Dilansir dari Money pada Sabtu (16/5/2026), fenomena ini dinilai tidak selalu tepat untuk diterapkan oleh setiap rumah tangga karena harus disesuaikan dengan kebutuhan spesifik masing-masing.
Perencana keuangan sekaligus Founder Finante.id, Rista Zwestika memaparkan bahwa kepemilikan tabungan valas bertindak sebagai bentuk pembagian risiko aset yang cukup efektif.
"Terutama untuk masyarakat yang memiliki rencana pendidikan luar negeri atau kebutuhan perjalanan internasional," kata Rista Zwestika, Perencana Keuangan sekaligus Founder Finante.id.
Langkah diversifikasi ini juga dipandang krusial bagi para pelaku usaha yang bergerak di bidang impor barang maupun masyarakat yang membidik instrumen investasi di pasar global.
"Namun, bukan berarti semua orang harus memindahkan seluruh tabungannya ke dollar AS," ujar Rista Zwestika, Perencana Keuangan sekaligus Founder Finante.id.
Menurutnya, alokasi dana darurat serta biaya operasional sehari-hari wajib dipertahankan dalam mata uang domestik sebelum memutuskan membeli valas.
"Tentukan tujuan memiliki tabungan dollar, apakah untuk proteksi nilai aset, traveling, pendidikan, atau investasi," terang Rista Zwestika, Perencana Keuangan sekaligus Founder Finante.id.
Proses pengumpulan mata uang asing ini disarankan berjalan secara konsisten dengan memanfaatkan fasilitas perbankan resmi seperti deposito atau rekening valuta asing.

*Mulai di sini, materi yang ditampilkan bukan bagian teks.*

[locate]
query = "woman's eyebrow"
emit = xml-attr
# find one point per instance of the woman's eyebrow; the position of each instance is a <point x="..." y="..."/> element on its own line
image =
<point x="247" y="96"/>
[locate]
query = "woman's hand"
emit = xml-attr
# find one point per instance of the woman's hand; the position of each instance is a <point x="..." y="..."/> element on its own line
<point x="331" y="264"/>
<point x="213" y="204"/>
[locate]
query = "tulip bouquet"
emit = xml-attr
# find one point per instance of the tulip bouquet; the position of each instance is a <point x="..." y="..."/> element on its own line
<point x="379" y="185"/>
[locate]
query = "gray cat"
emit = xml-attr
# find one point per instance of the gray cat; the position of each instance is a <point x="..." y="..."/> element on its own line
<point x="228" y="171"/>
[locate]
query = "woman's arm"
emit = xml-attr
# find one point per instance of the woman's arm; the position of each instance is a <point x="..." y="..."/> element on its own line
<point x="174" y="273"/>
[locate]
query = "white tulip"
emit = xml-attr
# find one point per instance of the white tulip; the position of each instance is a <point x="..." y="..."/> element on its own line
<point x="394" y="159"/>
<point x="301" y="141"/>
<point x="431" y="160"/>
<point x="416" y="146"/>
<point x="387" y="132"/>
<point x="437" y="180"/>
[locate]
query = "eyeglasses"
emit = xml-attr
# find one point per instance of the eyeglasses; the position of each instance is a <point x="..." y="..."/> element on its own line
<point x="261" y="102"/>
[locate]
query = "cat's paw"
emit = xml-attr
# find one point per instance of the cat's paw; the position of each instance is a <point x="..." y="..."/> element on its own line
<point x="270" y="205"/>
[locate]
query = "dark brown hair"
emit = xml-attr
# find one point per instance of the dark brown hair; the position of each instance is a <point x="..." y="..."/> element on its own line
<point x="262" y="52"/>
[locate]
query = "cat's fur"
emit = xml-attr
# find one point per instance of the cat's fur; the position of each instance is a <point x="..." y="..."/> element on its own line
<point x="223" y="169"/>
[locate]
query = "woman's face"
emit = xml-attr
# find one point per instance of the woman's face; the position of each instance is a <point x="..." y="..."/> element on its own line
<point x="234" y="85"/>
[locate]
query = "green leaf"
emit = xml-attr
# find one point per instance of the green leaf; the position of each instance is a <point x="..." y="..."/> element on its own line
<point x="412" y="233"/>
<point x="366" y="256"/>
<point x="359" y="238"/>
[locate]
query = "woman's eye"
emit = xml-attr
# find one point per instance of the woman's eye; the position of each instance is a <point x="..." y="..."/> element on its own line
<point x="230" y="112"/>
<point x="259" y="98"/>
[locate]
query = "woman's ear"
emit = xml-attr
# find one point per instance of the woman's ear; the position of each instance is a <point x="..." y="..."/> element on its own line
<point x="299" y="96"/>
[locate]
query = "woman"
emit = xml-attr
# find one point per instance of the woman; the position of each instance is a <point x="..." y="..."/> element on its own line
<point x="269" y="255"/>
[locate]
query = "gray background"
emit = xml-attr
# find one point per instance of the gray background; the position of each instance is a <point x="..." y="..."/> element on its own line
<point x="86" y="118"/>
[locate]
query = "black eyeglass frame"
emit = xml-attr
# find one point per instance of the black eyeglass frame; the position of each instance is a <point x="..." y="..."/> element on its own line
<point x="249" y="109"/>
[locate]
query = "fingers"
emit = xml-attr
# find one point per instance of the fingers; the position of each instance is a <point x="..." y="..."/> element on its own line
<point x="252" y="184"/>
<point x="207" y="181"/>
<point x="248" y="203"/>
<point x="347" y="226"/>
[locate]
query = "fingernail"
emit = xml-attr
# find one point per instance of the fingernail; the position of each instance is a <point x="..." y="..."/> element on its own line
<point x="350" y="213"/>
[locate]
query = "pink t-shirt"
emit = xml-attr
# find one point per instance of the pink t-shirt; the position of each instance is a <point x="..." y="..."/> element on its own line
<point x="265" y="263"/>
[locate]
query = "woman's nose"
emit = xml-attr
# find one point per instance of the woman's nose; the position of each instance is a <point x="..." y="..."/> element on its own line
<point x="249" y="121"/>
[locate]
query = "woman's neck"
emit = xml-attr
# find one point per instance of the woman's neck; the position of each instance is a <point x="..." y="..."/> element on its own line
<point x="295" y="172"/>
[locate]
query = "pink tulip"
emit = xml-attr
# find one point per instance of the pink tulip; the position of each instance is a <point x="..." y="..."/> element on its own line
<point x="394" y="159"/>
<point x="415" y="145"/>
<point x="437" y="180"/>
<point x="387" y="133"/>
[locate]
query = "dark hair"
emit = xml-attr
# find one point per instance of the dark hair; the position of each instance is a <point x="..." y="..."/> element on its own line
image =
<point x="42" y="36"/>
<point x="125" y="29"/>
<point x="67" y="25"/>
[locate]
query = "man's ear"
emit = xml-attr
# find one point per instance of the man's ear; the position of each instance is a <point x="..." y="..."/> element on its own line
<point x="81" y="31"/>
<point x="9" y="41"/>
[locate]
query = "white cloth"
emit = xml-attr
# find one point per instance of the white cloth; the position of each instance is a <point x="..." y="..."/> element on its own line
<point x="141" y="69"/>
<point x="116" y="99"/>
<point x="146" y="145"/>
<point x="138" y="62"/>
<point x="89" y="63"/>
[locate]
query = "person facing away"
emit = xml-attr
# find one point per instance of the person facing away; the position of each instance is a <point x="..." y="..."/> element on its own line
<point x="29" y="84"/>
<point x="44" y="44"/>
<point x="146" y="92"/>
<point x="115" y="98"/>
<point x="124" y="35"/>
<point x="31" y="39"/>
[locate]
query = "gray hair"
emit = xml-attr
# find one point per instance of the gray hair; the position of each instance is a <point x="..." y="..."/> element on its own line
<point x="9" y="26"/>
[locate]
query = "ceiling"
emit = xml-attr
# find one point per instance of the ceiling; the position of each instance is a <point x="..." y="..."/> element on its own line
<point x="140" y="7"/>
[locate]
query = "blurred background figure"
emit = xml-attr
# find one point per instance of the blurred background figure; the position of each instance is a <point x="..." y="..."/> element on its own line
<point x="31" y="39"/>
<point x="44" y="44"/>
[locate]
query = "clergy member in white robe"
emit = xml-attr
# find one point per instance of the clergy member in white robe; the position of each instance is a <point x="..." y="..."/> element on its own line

"Prinsipnya, tabungan dollar lebih cocok dijadikan alat diversifikasi dan persiapan kebutuhan masa depan, bukan semata-mata untuk mengejar keuntungan dari selisih kurs," ucap Rista Zwestika, Perencana Keuangan sekaligus Founder Finante.id.
Masyarakat diminta untuk tetap tenang dan tidak bersikap impulsif dalam mencairkan atau memindahkan dana secara besar-besaran di tengah fluktuasi kurs mata uang.
"Fokus utama tetap pada tujuan keuangan dan kebutuhan masing-masing," tutur Rista Zwestika, Perencana Keuangan sekaligus Founder Finante.id.
Kondisi penguatan dollar AS baru boleh dimanfaatkan sebagai momentum penataan ulang portofolio keuangan apabila seluruh kebutuhan pokok jangka pendek sudah terpenuhi dengan aman.
"Termasuk mempertimbangkan instrumen berbasis dollar AS secara bertahap," imbuh Rista Zwestika, Perencana Keuangan sekaligus Founder Finante.id.
Di sisi lain, pergerakan nilai tukar rupiah di pasar spot mencatatkan penurunan sebesar 0,39 persen ke posisi Rp 17.597 per dollar AS pada penutupan perdagangan Jumat (15/5/2026).
Analis Mata Uang dan Komoditas, Ibrahim Assuaibi menjelaskan bahwa kemerosotan nilai mata uang Indonesia ini dipengaruhi oleh kombinasi dinamika politik global serta kebijakan moneter internasional.
"Kondisi eksternal membuat dollar mengalami penguatan, kemudian harga minyak juga naik dan berdampak terhadap pelemahan mata rupiah," ujar Ibrahim Assuaibi, Analis Mata Uang dan Komoditas.